Google’s Nightingale Project: A Boon or a Curse?

Alphabet stock (GOOG) (GOOGL) was volatile yesterday, closing 0.08% lower. One reason for the volatility may have been Google being on the government’s radar for its healthcare initiative, Project Nightingale. Google has been working with Ascension to move patient data to the cloud. In addition to concerns about hackers getting hold of cloud-stored patient data, there are questions about how the tech company could use the data.

What is Project Nightingale?

Google is working with Ascension, a not-for-profit Catholic healthcare system with 150 hospitals and 50 senior care facilities in the US, to migrate patient data to the cloud. In a blog post, Google what that Project Nightingale is “a business arrangement to help a provider with the latest technology, similar to the work we do with dozens of other healthcare providers.” Google also provides cloud services to the Colorado Center for Personalized Medicine, Cleveland Clinic, American Cancer Society, and many more. The company wrote that using Google Suite could improve connectivity for Ascension’s employees as well as healthcare professionals. Google hasn’t disclosed the deal’s financial details.

Google addresses investors’ concerns

In the blog post, Google clarified that it has signed a business associate agreement with Ascension, and upholds protected health information guidelines. It also clarified that “any Ascension data under this agreement will not be used to sell ads.” Google has agreed to cooperate in the federal inquiry into whether it adheres to relevant regulations. But does the law define a comprehensive approach for the use of health data and cloud technology?

Data protection regulations

Introduced in August 1996, the Health Insurance Portability and Accountability Act, or HIPAA, safeguards US patients’ personal and medical data. The US Department of HHS (Health and Human Services) modified the penalties for data misuse in April 2019. Under the HHS penalty tier structure, the lowest penalty tier is where data is misused without knowledge. Meanwhile, the highest is where a problem is wilfully neglected. HIPAA guidelines also describe an auditing program to keep an eye on how healthcare organizations are monitoring data privacy and security.

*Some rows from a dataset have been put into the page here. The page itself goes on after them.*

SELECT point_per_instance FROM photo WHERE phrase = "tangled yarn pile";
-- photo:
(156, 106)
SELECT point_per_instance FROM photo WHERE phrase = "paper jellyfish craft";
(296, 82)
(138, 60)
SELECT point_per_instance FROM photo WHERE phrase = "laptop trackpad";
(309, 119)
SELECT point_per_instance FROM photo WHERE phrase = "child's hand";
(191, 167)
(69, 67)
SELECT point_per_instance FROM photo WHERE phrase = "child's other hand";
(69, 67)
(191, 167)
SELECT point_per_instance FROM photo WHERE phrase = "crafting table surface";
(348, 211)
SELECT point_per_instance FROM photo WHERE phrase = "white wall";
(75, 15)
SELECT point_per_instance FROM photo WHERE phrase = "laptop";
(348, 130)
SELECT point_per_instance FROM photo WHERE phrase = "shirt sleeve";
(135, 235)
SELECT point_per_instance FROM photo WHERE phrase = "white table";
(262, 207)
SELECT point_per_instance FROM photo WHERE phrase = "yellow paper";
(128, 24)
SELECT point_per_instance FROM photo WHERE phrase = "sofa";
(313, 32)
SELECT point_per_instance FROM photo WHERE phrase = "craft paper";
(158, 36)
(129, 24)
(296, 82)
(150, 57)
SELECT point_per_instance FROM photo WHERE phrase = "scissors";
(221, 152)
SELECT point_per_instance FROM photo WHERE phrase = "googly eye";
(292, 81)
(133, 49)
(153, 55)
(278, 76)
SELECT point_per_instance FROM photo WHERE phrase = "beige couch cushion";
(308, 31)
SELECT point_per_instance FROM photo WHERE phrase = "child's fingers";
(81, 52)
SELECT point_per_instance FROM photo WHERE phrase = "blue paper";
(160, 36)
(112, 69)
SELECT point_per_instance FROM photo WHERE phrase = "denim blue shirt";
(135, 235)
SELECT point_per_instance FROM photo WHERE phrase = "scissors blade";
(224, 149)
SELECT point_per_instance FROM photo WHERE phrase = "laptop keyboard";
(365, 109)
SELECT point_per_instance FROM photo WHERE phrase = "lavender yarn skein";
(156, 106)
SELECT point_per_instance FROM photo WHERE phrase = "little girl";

Will Google be able to use patient data?

HIPAA rules clearly state that the use of de-identified health information is permissible. In other words, companies could use patient data without revealing patients’ identity. The law permits the use of a “limited data set” of health information for “research, public health or health care operations.” Therefore, even though the law may not allow Google to target ads, the company could still analyze data and share non-personal details with other market players. It is unclear whether Google will offer analytical services to Ascension.

Blockchain tech and wearable devices in healthcare

Cloud computing isn’t the only technology taking the healthcare sector by storm. Blockchain, the technology that powers Bitcoin, is also being deployed in the healthcare sector. Blockchain technology stores encrypted data with no possibility of the data being altered on the network. Only network users have access to the encrypted data.

Caregivers could also use wearable devices to track patient health. On November 1, Google announced plans to acquire Fitbit (FIT) for $2.1 billion. Many fitness enthusiasts use Fitbit devices to check their heart rate, monitor their blood pressure, and track their sleep patterns. Such wearable devices could play a significant role in hospitals and the healthcare industry.

The Google-Ascension and Google-Fitbit deals might seem unrelated. However, considered together, the deals appear to be cementing Google’s presence in the healthcare sector.